Supported pyrolysis for lithographically defined 3D carbon microstructures

Abstract

We present a facile and effective route for the fabrication of carbon microstructures by direct carbonization of polymeric photoresist patterns without distortion or collapse of the microstructure due to high-temperature pyrolysis. The 3D porous structure was a woodpile structure prepared by five-beam interference lithography. Pyrolysis of the SU-8 woodpile structure resulted in shrinkage of the structure into the film with loss of the pore structure.
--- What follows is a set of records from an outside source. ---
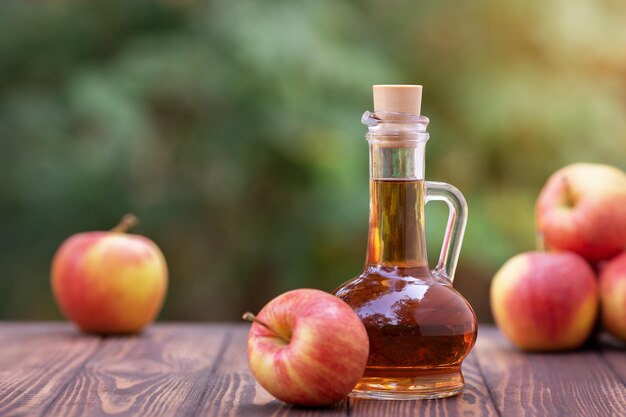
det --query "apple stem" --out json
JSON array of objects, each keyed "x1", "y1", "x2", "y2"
[
  {"x1": 111, "y1": 214, "x2": 138, "y2": 233},
  {"x1": 561, "y1": 176, "x2": 576, "y2": 208},
  {"x1": 242, "y1": 312, "x2": 290, "y2": 343}
]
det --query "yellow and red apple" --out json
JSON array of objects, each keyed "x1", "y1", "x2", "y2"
[
  {"x1": 491, "y1": 251, "x2": 597, "y2": 351},
  {"x1": 245, "y1": 289, "x2": 369, "y2": 406},
  {"x1": 536, "y1": 163, "x2": 626, "y2": 262},
  {"x1": 51, "y1": 214, "x2": 168, "y2": 334},
  {"x1": 599, "y1": 252, "x2": 626, "y2": 342}
]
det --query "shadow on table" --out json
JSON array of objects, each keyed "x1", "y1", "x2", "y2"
[{"x1": 235, "y1": 401, "x2": 345, "y2": 416}]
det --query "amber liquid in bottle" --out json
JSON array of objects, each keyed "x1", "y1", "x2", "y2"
[{"x1": 333, "y1": 179, "x2": 477, "y2": 399}]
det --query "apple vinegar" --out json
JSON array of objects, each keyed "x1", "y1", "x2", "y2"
[{"x1": 333, "y1": 85, "x2": 477, "y2": 400}]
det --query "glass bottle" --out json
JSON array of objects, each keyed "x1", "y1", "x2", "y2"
[{"x1": 333, "y1": 85, "x2": 477, "y2": 400}]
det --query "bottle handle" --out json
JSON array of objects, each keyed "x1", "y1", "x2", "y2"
[{"x1": 425, "y1": 181, "x2": 468, "y2": 283}]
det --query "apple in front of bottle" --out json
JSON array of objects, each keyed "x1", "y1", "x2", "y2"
[
  {"x1": 490, "y1": 251, "x2": 598, "y2": 351},
  {"x1": 51, "y1": 214, "x2": 168, "y2": 334},
  {"x1": 599, "y1": 252, "x2": 626, "y2": 342},
  {"x1": 244, "y1": 289, "x2": 369, "y2": 406},
  {"x1": 536, "y1": 163, "x2": 626, "y2": 262}
]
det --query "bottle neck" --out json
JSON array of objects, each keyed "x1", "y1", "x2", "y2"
[{"x1": 365, "y1": 132, "x2": 429, "y2": 269}]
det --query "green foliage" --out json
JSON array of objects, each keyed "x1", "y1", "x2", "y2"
[{"x1": 1, "y1": 0, "x2": 624, "y2": 321}]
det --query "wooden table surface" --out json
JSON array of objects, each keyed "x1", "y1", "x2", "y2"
[{"x1": 0, "y1": 323, "x2": 624, "y2": 417}]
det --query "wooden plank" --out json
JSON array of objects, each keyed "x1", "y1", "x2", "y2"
[
  {"x1": 474, "y1": 326, "x2": 626, "y2": 417},
  {"x1": 599, "y1": 334, "x2": 626, "y2": 386},
  {"x1": 348, "y1": 351, "x2": 498, "y2": 417},
  {"x1": 0, "y1": 322, "x2": 102, "y2": 416},
  {"x1": 199, "y1": 324, "x2": 349, "y2": 417},
  {"x1": 1, "y1": 323, "x2": 624, "y2": 417},
  {"x1": 40, "y1": 323, "x2": 231, "y2": 417}
]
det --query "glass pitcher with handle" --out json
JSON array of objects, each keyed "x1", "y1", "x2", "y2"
[{"x1": 333, "y1": 85, "x2": 477, "y2": 400}]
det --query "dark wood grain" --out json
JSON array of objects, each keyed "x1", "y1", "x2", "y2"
[
  {"x1": 0, "y1": 323, "x2": 102, "y2": 416},
  {"x1": 0, "y1": 323, "x2": 624, "y2": 417},
  {"x1": 41, "y1": 323, "x2": 231, "y2": 417},
  {"x1": 474, "y1": 327, "x2": 626, "y2": 417}
]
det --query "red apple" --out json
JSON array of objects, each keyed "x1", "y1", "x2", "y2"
[
  {"x1": 491, "y1": 251, "x2": 598, "y2": 351},
  {"x1": 244, "y1": 289, "x2": 369, "y2": 406},
  {"x1": 51, "y1": 214, "x2": 168, "y2": 334},
  {"x1": 599, "y1": 252, "x2": 626, "y2": 342},
  {"x1": 536, "y1": 163, "x2": 626, "y2": 262}
]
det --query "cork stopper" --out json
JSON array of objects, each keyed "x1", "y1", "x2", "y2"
[{"x1": 373, "y1": 85, "x2": 422, "y2": 115}]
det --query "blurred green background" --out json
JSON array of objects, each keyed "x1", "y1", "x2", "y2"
[{"x1": 1, "y1": 0, "x2": 625, "y2": 323}]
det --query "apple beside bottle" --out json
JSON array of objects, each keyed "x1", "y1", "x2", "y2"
[
  {"x1": 491, "y1": 163, "x2": 626, "y2": 350},
  {"x1": 536, "y1": 163, "x2": 626, "y2": 262},
  {"x1": 244, "y1": 289, "x2": 369, "y2": 406},
  {"x1": 491, "y1": 251, "x2": 598, "y2": 350}
]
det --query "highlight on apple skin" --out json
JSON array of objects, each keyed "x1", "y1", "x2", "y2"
[
  {"x1": 51, "y1": 214, "x2": 168, "y2": 334},
  {"x1": 536, "y1": 163, "x2": 626, "y2": 262},
  {"x1": 600, "y1": 252, "x2": 626, "y2": 342},
  {"x1": 245, "y1": 288, "x2": 369, "y2": 406},
  {"x1": 490, "y1": 251, "x2": 598, "y2": 351}
]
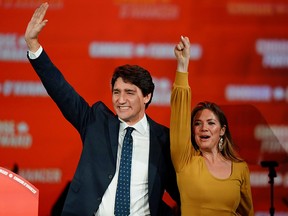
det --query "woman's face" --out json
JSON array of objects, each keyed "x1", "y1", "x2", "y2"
[{"x1": 193, "y1": 109, "x2": 225, "y2": 152}]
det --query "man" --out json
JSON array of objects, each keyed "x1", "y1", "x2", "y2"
[{"x1": 25, "y1": 2, "x2": 179, "y2": 216}]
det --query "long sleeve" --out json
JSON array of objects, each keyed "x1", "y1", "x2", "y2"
[
  {"x1": 170, "y1": 71, "x2": 195, "y2": 172},
  {"x1": 27, "y1": 49, "x2": 92, "y2": 133},
  {"x1": 237, "y1": 163, "x2": 254, "y2": 216}
]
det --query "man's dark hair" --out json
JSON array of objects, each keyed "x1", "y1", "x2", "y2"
[{"x1": 111, "y1": 64, "x2": 155, "y2": 109}]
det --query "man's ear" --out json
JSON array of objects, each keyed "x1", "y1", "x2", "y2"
[{"x1": 144, "y1": 93, "x2": 151, "y2": 104}]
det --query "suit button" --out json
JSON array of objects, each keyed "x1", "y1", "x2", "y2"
[
  {"x1": 108, "y1": 174, "x2": 113, "y2": 179},
  {"x1": 97, "y1": 197, "x2": 101, "y2": 201}
]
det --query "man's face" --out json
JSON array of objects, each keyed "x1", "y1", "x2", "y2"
[{"x1": 112, "y1": 77, "x2": 151, "y2": 125}]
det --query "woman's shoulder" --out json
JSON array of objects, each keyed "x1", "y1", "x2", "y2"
[
  {"x1": 232, "y1": 160, "x2": 250, "y2": 175},
  {"x1": 233, "y1": 160, "x2": 249, "y2": 168}
]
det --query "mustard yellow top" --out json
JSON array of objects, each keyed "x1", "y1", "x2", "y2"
[{"x1": 170, "y1": 72, "x2": 254, "y2": 216}]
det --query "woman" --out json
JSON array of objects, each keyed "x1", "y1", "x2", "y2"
[{"x1": 170, "y1": 36, "x2": 254, "y2": 215}]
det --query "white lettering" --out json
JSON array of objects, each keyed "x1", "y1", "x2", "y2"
[
  {"x1": 0, "y1": 169, "x2": 8, "y2": 176},
  {"x1": 255, "y1": 39, "x2": 288, "y2": 69},
  {"x1": 0, "y1": 121, "x2": 15, "y2": 134},
  {"x1": 250, "y1": 171, "x2": 282, "y2": 187},
  {"x1": 0, "y1": 134, "x2": 32, "y2": 148},
  {"x1": 89, "y1": 42, "x2": 202, "y2": 60},
  {"x1": 255, "y1": 124, "x2": 288, "y2": 152},
  {"x1": 13, "y1": 175, "x2": 24, "y2": 184},
  {"x1": 152, "y1": 77, "x2": 171, "y2": 106},
  {"x1": 226, "y1": 85, "x2": 271, "y2": 101},
  {"x1": 89, "y1": 42, "x2": 133, "y2": 58},
  {"x1": 19, "y1": 169, "x2": 62, "y2": 183},
  {"x1": 1, "y1": 80, "x2": 48, "y2": 97},
  {"x1": 12, "y1": 175, "x2": 37, "y2": 194}
]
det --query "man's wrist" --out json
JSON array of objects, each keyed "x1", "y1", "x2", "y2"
[
  {"x1": 25, "y1": 39, "x2": 41, "y2": 52},
  {"x1": 28, "y1": 46, "x2": 43, "y2": 59}
]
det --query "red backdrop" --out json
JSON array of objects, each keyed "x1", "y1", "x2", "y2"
[{"x1": 1, "y1": 0, "x2": 288, "y2": 215}]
The silica shell support on this SU-8 microstructure provided effective mechanical support to resist pattern distortion or collapse by melting of the photoresist and subsequent large mass loss in the heat treatment. The shrinkages in lattice distance and layer-by-layer distance of the silica-coated SU-8 were measured to be 3% and 60%, respectively. The composition of pyrolyzed SU-8 photoresists was characterized by Raman spectroscopy. Current-sensing AFM was used to measure the local electrical conductivity of a 3D pyrolyzed carbon structure. Our pyrolyzed 3D carbon structures were composed of a glassy carbon and possessed the local conductivity of about 103 S m−1. The fabrication of lithographically defined carbon structures with high fidelity will open new opportunities for carbon MEMS and various energy-related microdevices.